CNN political commentator Van Jones: “This was a whitelash." (Van Jones coined the term, a shortened version of “white backlash,” to describe Trump's victory)
Then another text card appears, saying:
“SO THEY STARTED A WAR.”
The opening 13 seconds — reminiscent of the beginning of a trailer for an apocalyptic war film — are a buildup for what the video's protagonist says next:
“Already, the forces that conspired to keep Donald Trump out of the White House are coming together to sabotage his administration,” declares Wayne LaPierre, the executive vice president of the National Rifle Association.
The ad, released before the start of the Conservative Political Action Conference, not only solidifies the NRA's role as a Trump ally; it also positions LaPierre — and his organization — as the leaders of a movement to resist the resistance against Trump.
NRATV shared the video on Twitter using the hashtag #counterresistance.

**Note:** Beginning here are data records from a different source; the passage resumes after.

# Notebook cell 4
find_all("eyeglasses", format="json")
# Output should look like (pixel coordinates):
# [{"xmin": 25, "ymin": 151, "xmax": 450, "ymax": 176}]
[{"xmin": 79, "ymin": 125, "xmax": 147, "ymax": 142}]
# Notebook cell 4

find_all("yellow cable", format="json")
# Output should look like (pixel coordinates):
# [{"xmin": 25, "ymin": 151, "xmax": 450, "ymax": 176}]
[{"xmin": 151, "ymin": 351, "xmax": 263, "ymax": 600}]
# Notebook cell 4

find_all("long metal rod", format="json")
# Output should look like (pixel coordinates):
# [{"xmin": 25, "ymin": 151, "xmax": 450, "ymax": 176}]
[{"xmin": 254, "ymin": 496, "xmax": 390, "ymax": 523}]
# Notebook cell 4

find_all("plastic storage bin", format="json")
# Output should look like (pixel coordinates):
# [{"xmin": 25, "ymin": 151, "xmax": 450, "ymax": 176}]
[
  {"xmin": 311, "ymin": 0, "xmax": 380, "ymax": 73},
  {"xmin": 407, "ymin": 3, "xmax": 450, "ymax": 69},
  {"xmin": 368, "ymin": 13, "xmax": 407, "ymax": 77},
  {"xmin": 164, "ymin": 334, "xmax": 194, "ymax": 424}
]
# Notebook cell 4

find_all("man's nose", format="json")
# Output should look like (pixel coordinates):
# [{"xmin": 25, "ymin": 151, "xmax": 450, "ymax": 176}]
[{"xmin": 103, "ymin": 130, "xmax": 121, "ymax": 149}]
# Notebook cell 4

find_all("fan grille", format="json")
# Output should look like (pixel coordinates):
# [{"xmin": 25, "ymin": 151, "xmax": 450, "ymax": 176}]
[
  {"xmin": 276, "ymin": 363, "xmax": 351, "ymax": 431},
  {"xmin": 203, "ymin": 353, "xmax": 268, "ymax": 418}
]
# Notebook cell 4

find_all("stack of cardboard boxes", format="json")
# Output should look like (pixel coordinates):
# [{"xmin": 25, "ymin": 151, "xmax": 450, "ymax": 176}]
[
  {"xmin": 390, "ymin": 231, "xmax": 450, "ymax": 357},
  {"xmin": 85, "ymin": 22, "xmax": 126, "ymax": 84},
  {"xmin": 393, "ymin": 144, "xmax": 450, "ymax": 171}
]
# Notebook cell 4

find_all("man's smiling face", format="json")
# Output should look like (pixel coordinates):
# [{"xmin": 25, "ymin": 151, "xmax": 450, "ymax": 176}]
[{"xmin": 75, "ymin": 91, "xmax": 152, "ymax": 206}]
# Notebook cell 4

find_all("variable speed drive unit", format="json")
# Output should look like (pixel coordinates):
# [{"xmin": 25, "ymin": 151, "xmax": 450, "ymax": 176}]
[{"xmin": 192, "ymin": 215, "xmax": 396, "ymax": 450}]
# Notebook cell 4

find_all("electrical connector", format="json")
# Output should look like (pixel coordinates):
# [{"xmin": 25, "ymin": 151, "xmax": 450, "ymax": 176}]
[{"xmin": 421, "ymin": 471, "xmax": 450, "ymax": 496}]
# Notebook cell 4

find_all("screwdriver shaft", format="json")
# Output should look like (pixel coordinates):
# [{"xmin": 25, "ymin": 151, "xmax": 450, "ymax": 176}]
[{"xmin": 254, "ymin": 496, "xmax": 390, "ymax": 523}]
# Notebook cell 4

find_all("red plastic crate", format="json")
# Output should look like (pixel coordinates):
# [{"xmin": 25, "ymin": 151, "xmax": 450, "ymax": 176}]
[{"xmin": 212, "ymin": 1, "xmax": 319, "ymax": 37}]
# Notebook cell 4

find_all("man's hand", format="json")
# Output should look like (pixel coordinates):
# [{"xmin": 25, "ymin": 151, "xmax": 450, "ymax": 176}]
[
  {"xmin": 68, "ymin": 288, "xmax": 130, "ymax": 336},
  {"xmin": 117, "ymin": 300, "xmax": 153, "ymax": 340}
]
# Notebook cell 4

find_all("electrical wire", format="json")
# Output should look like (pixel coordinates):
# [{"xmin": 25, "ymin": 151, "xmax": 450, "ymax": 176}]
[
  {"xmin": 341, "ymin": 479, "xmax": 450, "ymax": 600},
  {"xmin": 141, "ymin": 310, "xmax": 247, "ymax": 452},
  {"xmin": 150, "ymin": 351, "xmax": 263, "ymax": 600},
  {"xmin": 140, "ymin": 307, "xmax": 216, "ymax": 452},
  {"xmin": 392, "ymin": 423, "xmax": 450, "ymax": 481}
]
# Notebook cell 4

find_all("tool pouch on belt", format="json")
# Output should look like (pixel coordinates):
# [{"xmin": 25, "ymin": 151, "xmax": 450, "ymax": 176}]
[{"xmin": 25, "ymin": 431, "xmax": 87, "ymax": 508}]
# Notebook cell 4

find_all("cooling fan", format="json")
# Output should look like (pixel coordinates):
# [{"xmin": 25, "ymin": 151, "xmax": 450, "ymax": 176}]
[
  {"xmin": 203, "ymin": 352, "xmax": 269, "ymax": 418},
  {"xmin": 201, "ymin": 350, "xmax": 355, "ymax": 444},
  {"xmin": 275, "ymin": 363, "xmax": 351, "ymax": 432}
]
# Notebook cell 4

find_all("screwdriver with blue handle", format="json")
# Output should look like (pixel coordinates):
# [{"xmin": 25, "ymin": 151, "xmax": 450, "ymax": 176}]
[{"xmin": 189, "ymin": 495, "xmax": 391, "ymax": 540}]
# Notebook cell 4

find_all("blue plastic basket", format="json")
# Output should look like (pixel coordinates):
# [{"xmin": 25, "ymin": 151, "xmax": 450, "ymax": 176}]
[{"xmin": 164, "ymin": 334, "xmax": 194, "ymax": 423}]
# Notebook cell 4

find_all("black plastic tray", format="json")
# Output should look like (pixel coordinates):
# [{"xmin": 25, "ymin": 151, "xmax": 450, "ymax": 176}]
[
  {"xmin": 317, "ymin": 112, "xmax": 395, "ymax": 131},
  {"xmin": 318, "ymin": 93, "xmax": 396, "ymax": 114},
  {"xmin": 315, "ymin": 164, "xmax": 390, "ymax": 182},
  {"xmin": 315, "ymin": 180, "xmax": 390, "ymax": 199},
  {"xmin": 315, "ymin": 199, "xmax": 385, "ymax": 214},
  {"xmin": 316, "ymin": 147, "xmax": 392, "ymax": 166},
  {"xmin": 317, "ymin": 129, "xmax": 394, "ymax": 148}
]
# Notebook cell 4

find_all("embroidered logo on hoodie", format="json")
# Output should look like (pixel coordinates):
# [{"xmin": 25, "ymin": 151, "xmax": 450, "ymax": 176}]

Andrew Arulanandam, the NRA's managing director for public affairs, hasn't responded to a call from The Washington Post.
But the video's message is clear: Those who lost couldn't accept the result of the election, so they began a bitter and violent resistance manifested in destructive riots.
And the NRA, which spent more than $30 million to help put Trump in the White House, will be right there with the president, leading the effort against his enemies.
The ad uses clips of street protests and flag-burning, footage of people smashing windows, and a video by a Russian government-funded television network of people starting fires — all to portray the other side as initiators of a violent war against the president.
Another clip shows the mentally disabled white teenager who was beaten and tortured by four young African American adults. The suspects can be heard shouting expletives about white people and Trump in a video of the attack that was broadcast live on Facebook.
The rest of the ad shows other prominent figures who have spoken openly against Trump:
Sen. Elizabeth Warren (D-Mass.) holding a megaphone; actress Ashley Judd saying “I'm not nasty” at the Women's March on Washington; and Madonna talking about her thoughts of “blowing up the White House." (The singer later clarified her comment, saying she was speaking metaphorically.)
As they speak, the words “agitation,” “riots,” “insurrection” and “anarchy” flash on the screen — followed by another text card: “We fight back.”
“Donald Trump will need every ounce of energy we can muster and he has no more powerful ally than the NRA,” LaPierre says.
Then comes a plug of LaPierre's scheduled speech at CPAC on Friday.
The NRA endorsed Trump in May, although Trump had not always been a fierce pro-gun advocate.
In December 2012, about 2½ years before he announced his candidacy for president, Trump wrote a tweet praising President Barack Obama's appeal for stronger gun control following the mass shooting that killed 28 people -- most of them children -- at an elementary school in Newtown, Conn.
In his 2000 book, “The America We Deserve,” Trump wrote: “Democrats want to confiscate all guns, which is a dumb idea because only law-abiding citizens would turn in their guns and the bad guys would be the only ones left armed. The Republicans walk the NRA line and refuse even limited restrictions.”
He further wrote: “I generally oppose gun control, but I support the ban on assault weapons and I support a slightly longer waiting period to purchase a gun. With today's Internet technology we should be able to tell within 72 hours if a potential gun owner has a record.”
Trump has since changed his position.
When asked during a March 2016 debate about his view on a ban on assault weapons, he said: “I don't support it anymore.”
As a candidate, Trump championed the Second Amendment, labeling Democratic front-runner Hillary Clinton as “the most anti-gun, anti-Second Amendment candidate to ever run for office” and describing her as someone who would “disarm vulnerable Americans in high-crime neighborhoods.”
In an article about the NRA video, the Trace, a nonprofit news site funded by Everytown for Gun Safety and other gun-control advocates, notes that the NRA views Trump's presidency as an opportunity to be aggressive.
For instance, the group is pushing for two controversial initiatives: expanding concealed carry laws and easing silencer restrictions, the Wall Street Journal reported in November.
The Trace further notes:
The “counter resistance” banner is an update to a narrative the NRA has deployed for decades, as the gun rights group has sought to cast itself as a leader not just on Second Amendment issues, but more broadly as a defender of American freedom. What is different now is how closely the NRA's broader agenda, which leans heavily on fears of violent crime, illegal immigration and terrorism, aligns with that of the current administration.Never before in the NRA's history has the group so openly boasted about its close relationship with a president, and never before has a president been so eager to openly embrace his close relationship with the NRA. Even President George W. Bush, a staunch defender of gun rights, sought to put distance between himself and the organization after an executive was caught on tape bragging about exceptionally close ties to the administration.
And there's another friend of the gun industry's in the Trump family: the president's oldest son.
Donald Trump Jr., an avid hunter, is backing a legislation that would make silencers easier to buy, The Washington Post's Michael S. Rosenwald reported last month.
The bill stalled in Congress last year.
Jenna Johnson contributed to this post.